Portacomaro is a 2000-soul community in the middle of the Italian wine region of Asti. More than 90 years ago, the members of Pope Francis emigrated from this community to Argentina from this community in the northwestern region of Piedmont. The village is now mourning Pope Francis, the flags were set at half a mast.
On the occasion of the death of Pope Francis, the church bells arrived for ten minutes. Churches and church buildings are also marked black.
“Disorization and bewilderment”
“A community member came to me crying and told me that the pope died. I invited the believers to pray for the Pope. During the Mass I announced the believer that the Pope died. Many knew nothing about Franziskus. In the church there was a horror and astonishment,” the village of Pastor said pastor Antonio.
“We only saw the pope yesterday when he gave Easter -blessing and walked around in a jeep among the people on St. Peter’s Square. We never thought he would die today,” said some believers from the community.
94-year-old cousin mourns Pope
“It’s hard to speak, I spoke with him a few days ago. I told him that I broke my foot and he answered with a smile:” Godzijdank did not broken your head “. I have so many good memories of him,” said 94-year-old Carla Rabezzana, a cousin of the pope who lives in Portacomaro.
In 2022 the Pope visited his second degree Carla Cousin for her 90th birthday. Francis was still able to speak the Piemontian dialect, he knew the songs of the Italian emigrants in Argentina.
Pope’s grandparents and father emigrated
The father of Pontifex, Giuseppe Mario Francesco Bergoglio (1908-59) left Italy with his parents in the late 1920s. The mother of Francis also has Italian parents. The future Pope grew up with four younger brothers and sisters in Buenos Aires.

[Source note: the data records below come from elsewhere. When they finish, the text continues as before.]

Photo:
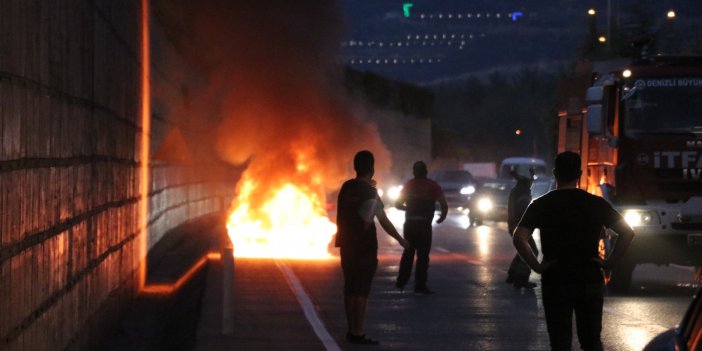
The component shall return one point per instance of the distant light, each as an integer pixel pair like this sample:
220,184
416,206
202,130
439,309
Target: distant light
406,7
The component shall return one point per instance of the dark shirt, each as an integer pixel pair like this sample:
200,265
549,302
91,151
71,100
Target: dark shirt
420,196
571,223
352,230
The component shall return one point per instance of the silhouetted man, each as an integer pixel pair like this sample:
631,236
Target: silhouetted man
418,198
518,200
358,204
571,222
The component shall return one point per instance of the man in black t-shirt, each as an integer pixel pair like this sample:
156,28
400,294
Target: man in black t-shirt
358,204
418,199
571,222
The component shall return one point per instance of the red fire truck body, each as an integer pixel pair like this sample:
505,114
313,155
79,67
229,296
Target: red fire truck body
640,137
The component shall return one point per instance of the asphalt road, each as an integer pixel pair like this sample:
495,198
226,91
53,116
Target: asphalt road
473,308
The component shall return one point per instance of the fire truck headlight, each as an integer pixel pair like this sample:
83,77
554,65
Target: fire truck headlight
468,190
485,205
637,218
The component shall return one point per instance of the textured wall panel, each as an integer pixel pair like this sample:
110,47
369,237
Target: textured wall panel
70,143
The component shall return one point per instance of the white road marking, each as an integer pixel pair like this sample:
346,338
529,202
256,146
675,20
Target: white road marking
307,307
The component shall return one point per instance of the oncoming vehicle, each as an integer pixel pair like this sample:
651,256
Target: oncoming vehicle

The later Pope regularly contacted his cousins in North -Italia in his youth and on time as Archbishop of Buenos Aires. The Pope’s relatives in Portacomaro had followed Rome’s reports on the health status of the 88-year-old in recent weeks.

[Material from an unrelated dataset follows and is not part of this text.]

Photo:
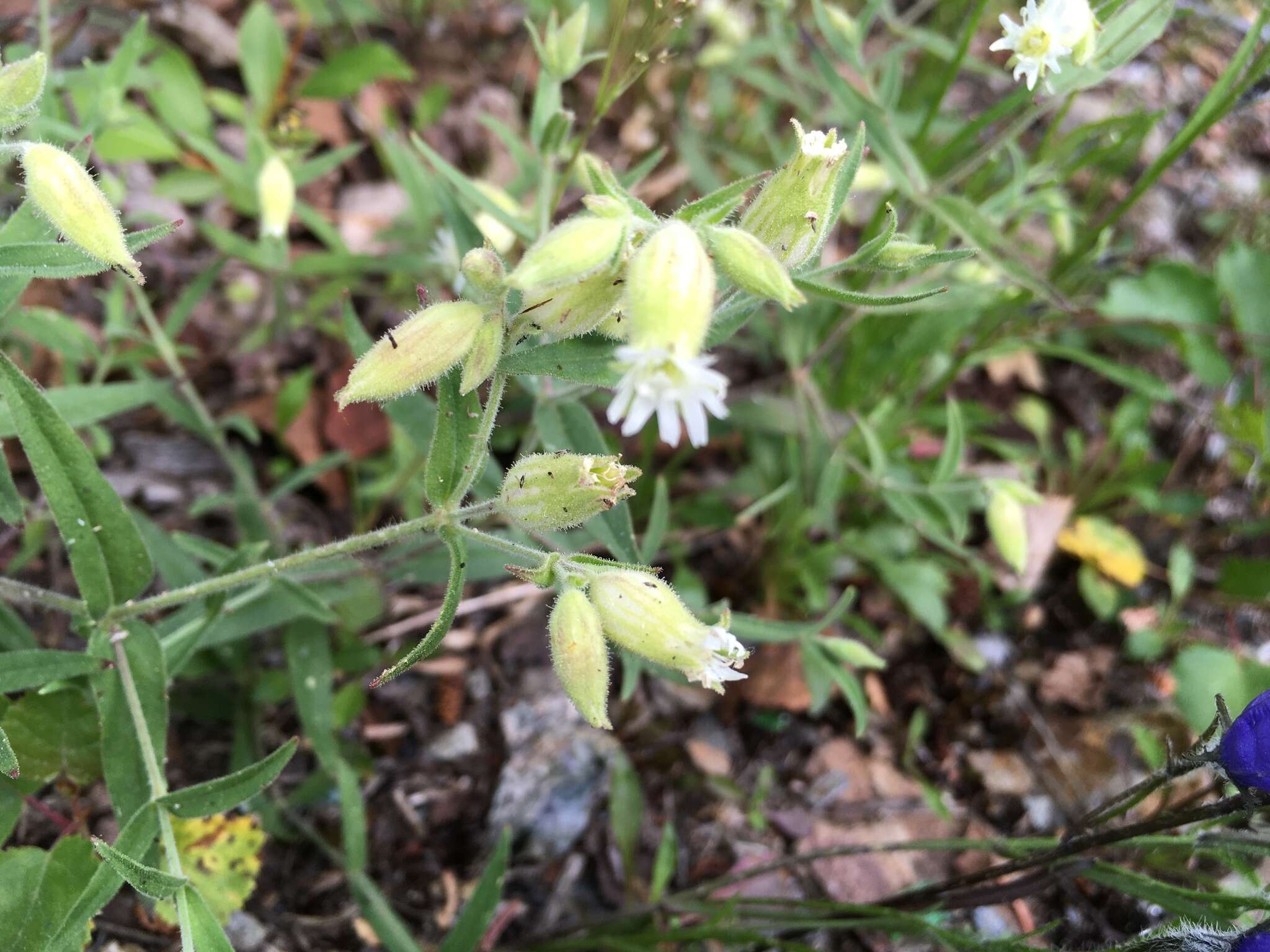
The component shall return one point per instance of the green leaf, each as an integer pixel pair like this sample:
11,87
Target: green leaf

Name goes back to the Middle Ages
In Portacomaro, countless residents wear the surname Bergoglio. “Many Piedmontesisian families emigrated at the end of the 19th century, in the interbellum period and even after the Second World War at the end of the 19th century to Argentina. She conducted a long study of the Italian roots of Pope Francis when he was chosen in the Petrischoel.
The name Bergoglio would go back to the Middle Ages and from the village of Bergolo in the Piedontesian province of Cuneo. Many Bergoglio now live in the area of Buenos Aires, where the father of the pope grew up. Here he married Regina Sivori, the mother of the pope.